Est-ce vraiment la sensation de peur que l’on mesure ?

Avant de se quitter, il faut soulever une nuance importante. Dans le titre et dans notre introduction, nous parlions de peur par souci de simplification. En réalité, il aurait été plus juste de parler de réponse défensive. En effet, il existe un gouffre assez important entre les réponses défensives et physiologiques associées à des stimuli aversifs et les sensations de peur ou d’anxiété.

Le débat concernant ces états de conscience est mitigé et les réponses apportées ne font pas encore consensus. Il existe néanmoins des arguments forts qui suggèrent que les circuits neuronaux dont nous avons parlé jusqu’à présent ne seraient pas responsables des sensations de peur et d’anxiété. Dans un article de 2016 paru dans l’American Journal of Psychiatry, Joseph Ledoux et Daniel Pine se questionnent sur ce problème et proposent un modèle duel de la peur.

En effet, il pointe du doigt le fait que le circuit neuronal unique de la peur est sans doute une chimère. Pour soutenir leur thèse, ils avancent que les marqueurs physiologiques et comportementaux de la peur sont faiblement corrélés chez l’humain aux sensations conscientes de peur et d’anxiété, que les patients ayant des lésions de l’amygdale sont encore capables de ressentir la peur (même s’ils ne sont plus capables de la reconnaître) ou bien que des stimuli subliminaux peuvent déclencher des réponses défensives et physiologiques sans provoquer de sensation de peur.

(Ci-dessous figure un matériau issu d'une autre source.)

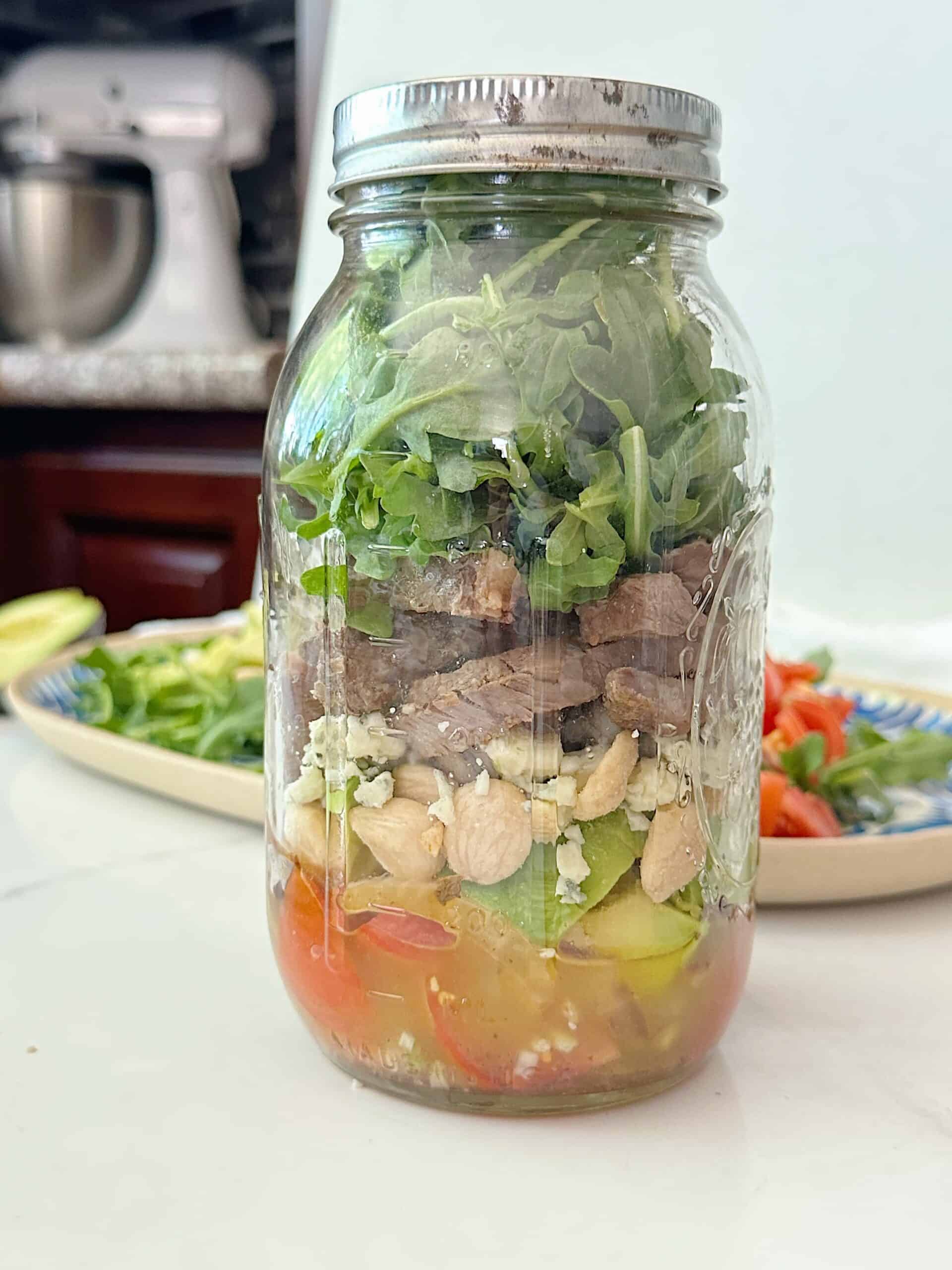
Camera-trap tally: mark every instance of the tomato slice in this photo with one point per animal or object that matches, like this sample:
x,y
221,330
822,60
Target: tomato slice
x,y
314,958
774,694
497,1039
408,935
774,786
791,727
797,672
806,816
817,714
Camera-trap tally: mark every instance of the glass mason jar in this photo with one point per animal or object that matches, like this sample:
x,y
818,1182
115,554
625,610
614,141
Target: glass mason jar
x,y
516,522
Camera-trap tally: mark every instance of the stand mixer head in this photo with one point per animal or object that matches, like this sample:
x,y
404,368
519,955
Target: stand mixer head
x,y
189,116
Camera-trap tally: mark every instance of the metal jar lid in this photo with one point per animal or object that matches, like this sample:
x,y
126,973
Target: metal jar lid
x,y
527,124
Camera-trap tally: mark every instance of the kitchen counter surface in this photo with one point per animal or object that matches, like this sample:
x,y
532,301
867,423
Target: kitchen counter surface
x,y
163,1107
88,378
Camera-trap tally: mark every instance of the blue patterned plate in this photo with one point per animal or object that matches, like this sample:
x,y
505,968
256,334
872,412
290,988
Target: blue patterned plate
x,y
912,853
892,713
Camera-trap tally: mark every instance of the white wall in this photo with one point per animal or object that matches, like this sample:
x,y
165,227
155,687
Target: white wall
x,y
835,251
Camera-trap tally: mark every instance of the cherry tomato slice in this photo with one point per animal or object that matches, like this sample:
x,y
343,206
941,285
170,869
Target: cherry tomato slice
x,y
817,714
408,935
314,958
774,786
502,1043
774,695
790,726
806,816
797,672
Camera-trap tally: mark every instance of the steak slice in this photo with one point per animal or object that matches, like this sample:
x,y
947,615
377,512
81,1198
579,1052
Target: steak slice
x,y
648,702
645,604
484,584
484,699
377,672
691,563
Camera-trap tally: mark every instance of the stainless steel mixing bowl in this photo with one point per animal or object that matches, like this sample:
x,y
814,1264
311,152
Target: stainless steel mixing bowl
x,y
73,254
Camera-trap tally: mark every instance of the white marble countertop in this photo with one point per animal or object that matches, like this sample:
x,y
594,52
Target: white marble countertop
x,y
240,379
162,1107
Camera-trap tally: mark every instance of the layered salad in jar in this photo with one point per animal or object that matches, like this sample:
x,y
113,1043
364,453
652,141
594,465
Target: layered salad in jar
x,y
494,567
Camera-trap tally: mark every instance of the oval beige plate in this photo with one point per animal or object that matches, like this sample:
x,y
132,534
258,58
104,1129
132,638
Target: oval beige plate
x,y
792,870
219,788
865,865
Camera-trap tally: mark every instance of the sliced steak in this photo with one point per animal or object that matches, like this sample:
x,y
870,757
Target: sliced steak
x,y
645,604
484,584
450,713
377,672
648,702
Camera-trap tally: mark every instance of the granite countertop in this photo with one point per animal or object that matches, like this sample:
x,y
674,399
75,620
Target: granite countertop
x,y
164,1105
99,379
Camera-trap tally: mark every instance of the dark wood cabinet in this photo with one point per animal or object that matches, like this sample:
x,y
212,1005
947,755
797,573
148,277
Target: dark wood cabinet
x,y
154,515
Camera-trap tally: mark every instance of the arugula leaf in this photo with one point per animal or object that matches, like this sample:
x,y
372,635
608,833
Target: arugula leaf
x,y
916,758
183,698
805,760
651,377
823,659
565,400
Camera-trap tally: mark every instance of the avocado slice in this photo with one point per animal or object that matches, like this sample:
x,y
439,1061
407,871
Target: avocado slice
x,y
529,897
36,627
629,926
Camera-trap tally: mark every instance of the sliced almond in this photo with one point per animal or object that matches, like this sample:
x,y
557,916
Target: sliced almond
x,y
403,837
604,790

Ces différents points les poussent à théoriser deux circuits, le premier étant semblable au circuit unique classique déterminant les réponses stéréotypées face à un stimulus aversif, l’autre ayant une composante cognitive forte déterminant la sensation de peur. Pour leurs adversaires, la sensation subjective de peur n’est que le reflet d’une carence dans notre compréhension de la physiologie de cette dernière

Ces deux visions sont donc radicalement incompatibles et se réfèrent à des positions philosophiques différentes : le réductionnisme d’un côté et l’émergentisme de l’autre. Pour les premiers, les sensations découlent logiquement et nécessairement de la physiologie neuronale tandis que, pour les autres, cette sensation est une propriété qui émerge des mêmes composants mais au sein d’un système plus complexe qu’ils forment lorsqu’ils sont en interaction.

Ce qu’il faut retenir

  • Les réponses stéréotypées à des stimuli aversifs sont très étudiées depuis plus d’un demi-siècle ; 
  • Des chercheurs viennent de découvrir deux circuits parallèles qui affinent notre compréhension neuronale et cérébrale de ces phénomènes ; 
  • Pour autant, il existe encore un gouffre entre ces réponses et la sensation de peur qui reste un défi pour les neurosciences actuelles.